Unfortunately, the Sunesis story is a familiar one among the world’s biotech minnows at the moment, of dwindling cash piles and limited options. With cash only lasting until mid 2009 at the latest, for the story to have a happy ending a source of funds needs to gallop over the horizon very quickly.
Sunesis presented data yesterday from the 55-patient Reveal-1 trial, evaluating voreloxin in previously untreated elderly patients with acute myeloid leukaemia (AML) who are unlikely to benefit from standard induction therapies; a challenging patient population.
Interim data showed an overall remission rate in 11 or 38% of the first set of 29 patients tested, exceeding the pre-specified complete remissions criteria, while five patients had levels of cancerous blood cells reduced to less than 5%. A mortality rate of 17% was similar to chemotherapy. Early results from the second group of patients was encouraging.
Positive results from another voreloxin trial were also reported at ASH, a phase Ib/II study in combination with Cytarabine in relapsed AML. The company is considering both of these indications to take forward into phase III trials, but clearly it will need a partner.
Plug the gap
Final data from a phase II trial of the drug in ovarian cancer is due around June next year. If interested parties want to see the full phase II data set across all indications before signing up, Sunesis is going to need some cash to bridge the gap.
On the plus side, Sunesis has already started to pare back costs, but with phase II trials ongoing, this can only be achieved to a certain extent. What the company does have going for it is a platform technology called Tethering, a novel fragment-based drug discovery approach.
The platform has led to five research deals being signed, including programmes with Biogen Idec, Johnson & Johnson and Merck & Co, which have not only validated the technology, but will provide useful milestone payments should the various candidates involved progress through trials.

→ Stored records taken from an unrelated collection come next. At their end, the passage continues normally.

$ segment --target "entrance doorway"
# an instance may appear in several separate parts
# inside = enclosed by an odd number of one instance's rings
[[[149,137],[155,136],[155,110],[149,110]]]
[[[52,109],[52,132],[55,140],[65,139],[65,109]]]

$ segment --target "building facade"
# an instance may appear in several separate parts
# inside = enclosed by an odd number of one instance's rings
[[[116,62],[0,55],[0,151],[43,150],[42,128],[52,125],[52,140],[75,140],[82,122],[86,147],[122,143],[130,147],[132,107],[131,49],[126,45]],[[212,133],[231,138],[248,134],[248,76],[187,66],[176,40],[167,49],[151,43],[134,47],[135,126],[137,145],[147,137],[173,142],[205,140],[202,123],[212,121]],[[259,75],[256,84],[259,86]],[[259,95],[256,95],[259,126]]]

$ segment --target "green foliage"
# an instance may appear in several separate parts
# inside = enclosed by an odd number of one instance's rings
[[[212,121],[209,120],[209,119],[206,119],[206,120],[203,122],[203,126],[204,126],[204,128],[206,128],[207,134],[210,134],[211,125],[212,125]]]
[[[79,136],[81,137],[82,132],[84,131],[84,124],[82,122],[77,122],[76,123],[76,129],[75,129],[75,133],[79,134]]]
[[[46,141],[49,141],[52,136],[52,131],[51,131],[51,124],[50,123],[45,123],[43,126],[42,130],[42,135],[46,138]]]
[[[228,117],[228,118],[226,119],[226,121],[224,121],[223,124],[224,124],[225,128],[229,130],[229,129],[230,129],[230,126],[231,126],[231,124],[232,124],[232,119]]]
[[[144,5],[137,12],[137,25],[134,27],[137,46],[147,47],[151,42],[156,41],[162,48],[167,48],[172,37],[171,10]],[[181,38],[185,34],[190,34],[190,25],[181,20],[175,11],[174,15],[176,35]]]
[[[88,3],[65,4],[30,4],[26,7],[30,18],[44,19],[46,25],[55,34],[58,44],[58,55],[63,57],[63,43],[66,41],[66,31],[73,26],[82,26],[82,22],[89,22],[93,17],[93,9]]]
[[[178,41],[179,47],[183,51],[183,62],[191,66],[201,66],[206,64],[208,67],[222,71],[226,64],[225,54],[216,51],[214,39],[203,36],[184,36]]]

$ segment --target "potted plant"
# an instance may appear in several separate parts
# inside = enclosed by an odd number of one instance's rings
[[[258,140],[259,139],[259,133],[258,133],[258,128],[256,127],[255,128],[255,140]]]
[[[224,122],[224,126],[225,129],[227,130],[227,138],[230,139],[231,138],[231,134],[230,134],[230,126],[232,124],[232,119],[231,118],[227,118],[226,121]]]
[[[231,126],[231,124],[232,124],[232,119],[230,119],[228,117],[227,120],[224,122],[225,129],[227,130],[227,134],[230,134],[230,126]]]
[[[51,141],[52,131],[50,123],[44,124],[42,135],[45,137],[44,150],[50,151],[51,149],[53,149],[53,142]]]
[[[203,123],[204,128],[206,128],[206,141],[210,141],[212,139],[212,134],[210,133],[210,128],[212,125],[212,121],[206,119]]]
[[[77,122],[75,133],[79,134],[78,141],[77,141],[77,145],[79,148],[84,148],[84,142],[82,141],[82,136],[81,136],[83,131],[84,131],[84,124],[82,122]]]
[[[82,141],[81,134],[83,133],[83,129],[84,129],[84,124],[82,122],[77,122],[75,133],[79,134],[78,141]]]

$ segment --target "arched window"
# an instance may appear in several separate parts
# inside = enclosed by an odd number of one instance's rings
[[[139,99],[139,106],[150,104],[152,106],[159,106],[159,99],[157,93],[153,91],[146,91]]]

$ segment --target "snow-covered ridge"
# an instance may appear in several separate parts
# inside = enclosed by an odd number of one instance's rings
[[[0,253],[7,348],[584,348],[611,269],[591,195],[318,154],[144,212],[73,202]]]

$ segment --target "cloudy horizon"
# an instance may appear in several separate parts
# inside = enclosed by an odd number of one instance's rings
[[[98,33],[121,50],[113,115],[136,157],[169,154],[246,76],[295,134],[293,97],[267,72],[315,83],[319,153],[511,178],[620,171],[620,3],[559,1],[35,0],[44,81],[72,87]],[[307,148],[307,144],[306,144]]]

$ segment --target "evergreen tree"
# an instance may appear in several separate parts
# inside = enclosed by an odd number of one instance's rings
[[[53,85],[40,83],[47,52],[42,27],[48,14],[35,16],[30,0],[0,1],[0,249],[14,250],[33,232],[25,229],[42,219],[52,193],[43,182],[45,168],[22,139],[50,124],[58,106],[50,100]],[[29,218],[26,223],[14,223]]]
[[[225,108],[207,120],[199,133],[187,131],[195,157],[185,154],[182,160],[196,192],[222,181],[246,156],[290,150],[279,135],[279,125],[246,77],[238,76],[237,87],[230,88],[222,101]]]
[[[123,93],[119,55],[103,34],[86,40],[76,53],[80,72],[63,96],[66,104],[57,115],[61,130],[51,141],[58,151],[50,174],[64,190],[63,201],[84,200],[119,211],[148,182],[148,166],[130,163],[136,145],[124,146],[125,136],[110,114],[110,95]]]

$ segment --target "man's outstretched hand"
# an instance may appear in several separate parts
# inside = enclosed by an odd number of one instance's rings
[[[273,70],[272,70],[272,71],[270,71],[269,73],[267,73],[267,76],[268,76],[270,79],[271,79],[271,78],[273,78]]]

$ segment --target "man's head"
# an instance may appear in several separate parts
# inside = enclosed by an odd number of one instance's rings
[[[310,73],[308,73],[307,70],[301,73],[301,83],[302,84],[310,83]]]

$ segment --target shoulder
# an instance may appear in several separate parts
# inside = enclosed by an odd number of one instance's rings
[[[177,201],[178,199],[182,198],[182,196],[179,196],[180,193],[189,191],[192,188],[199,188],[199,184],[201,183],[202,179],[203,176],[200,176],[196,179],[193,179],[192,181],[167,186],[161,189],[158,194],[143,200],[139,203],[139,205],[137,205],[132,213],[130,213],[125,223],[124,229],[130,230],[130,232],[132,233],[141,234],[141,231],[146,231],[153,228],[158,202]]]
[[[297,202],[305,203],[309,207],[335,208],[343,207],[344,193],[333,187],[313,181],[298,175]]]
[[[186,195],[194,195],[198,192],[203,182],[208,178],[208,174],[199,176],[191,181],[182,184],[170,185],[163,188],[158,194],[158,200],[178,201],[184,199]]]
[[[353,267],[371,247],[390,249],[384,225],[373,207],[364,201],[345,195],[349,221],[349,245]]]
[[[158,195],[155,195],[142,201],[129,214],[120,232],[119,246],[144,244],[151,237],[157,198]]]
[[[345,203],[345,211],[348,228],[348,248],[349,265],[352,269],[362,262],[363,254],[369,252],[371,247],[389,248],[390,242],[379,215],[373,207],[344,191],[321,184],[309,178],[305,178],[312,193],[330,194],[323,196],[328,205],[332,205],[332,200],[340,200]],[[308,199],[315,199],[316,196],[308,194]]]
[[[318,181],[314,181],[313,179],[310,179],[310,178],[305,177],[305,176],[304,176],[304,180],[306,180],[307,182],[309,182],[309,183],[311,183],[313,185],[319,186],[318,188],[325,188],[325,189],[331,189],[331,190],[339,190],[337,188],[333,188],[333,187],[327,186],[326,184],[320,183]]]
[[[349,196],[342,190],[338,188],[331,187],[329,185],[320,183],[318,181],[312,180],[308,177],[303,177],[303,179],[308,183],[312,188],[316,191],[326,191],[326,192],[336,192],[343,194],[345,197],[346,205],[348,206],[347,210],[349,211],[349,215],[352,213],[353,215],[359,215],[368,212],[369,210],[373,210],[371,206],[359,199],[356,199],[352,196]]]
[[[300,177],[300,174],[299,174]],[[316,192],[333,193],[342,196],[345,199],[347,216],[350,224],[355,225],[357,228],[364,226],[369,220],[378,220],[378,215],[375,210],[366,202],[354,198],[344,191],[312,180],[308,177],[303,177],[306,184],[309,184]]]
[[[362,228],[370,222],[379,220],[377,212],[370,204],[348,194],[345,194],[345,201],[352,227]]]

However, the majority of the deals cover projects that are still pre-clinical or phase I, meaning chunky payments are unlikely for a few years yet. After receiving $10m last year from its various collaborations, analysts are forecasting income of $8 and $9m this year and next.
With $18m left in the bank at the end of September, a cash injection is clearly needed, or today's share price jump is going to be short lived.